La contestation de trop – L’édito de Patrice Chabanet
La lutte contre la pandémie ne cesse d’exacerber les tensions entre les partisans de la vaccination et ses opposants. Bataille de mots, bataille d’arguments. Quoi de plus normal dans un pays où la querelle reste le mode d’échanges privilégié. Là où les bornes sont dépassées, c’est quand la violence s’invite. Plus grave encore : lorsque ces violences s’exercent contre les élus. Les responsables des groupes politiques ont senti le danger. Hier, ils sont arrivés unis à l’Assemblée pour afficher leur détermination face « à la montée de la haine ». Rien ne serait plus naïf que d’y voir de simples débordements de colère. Ce sont les fondements mêmes de nos démocraties qui sont menacés, avec la remise en cause des instances représentatives.

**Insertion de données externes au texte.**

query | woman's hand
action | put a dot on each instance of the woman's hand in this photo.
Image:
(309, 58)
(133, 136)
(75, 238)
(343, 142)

On connaît l’argumentaire de ceux qui menacent, qui taguent ou qui s’en prennent physiquement aux élus : la vox populi doit primer en toutes circonstances sur le système électoral, rendez-vous trop espacé dans le temps pour faire face à l’urgence. Peut-on parler pour autant d’anarchie ? Ce serait oublier les grandes heures de l’anarchisme, en Russie en particulier. Paradoxalement, il s’inscrivait dans une certaine logique, définie par des penseurs patentés comme Bakounine. Rien de tel, chez nous, où l’on serait bien en peine de trouver le fil conducteur dans la pensée de ceux qui ont agressé le député de Saint-Pierre et Miquelon.
A la décharge des contestataires, même des plus violents, la parole publique est difficile à suivre, dans le méli-mélo des ordres et des contre-ordres. Le divorce entre les élites et le peuple n’a jamais été aussi profond. Un fossé où s’engouffrent tous les excès. La démocratie a besoin d’une refondation, avant qu’elle ne devienne une proie pour ses détracteurs. Il en va non seulement de la sécurité de nos élus. Mais aussi de leurs vies.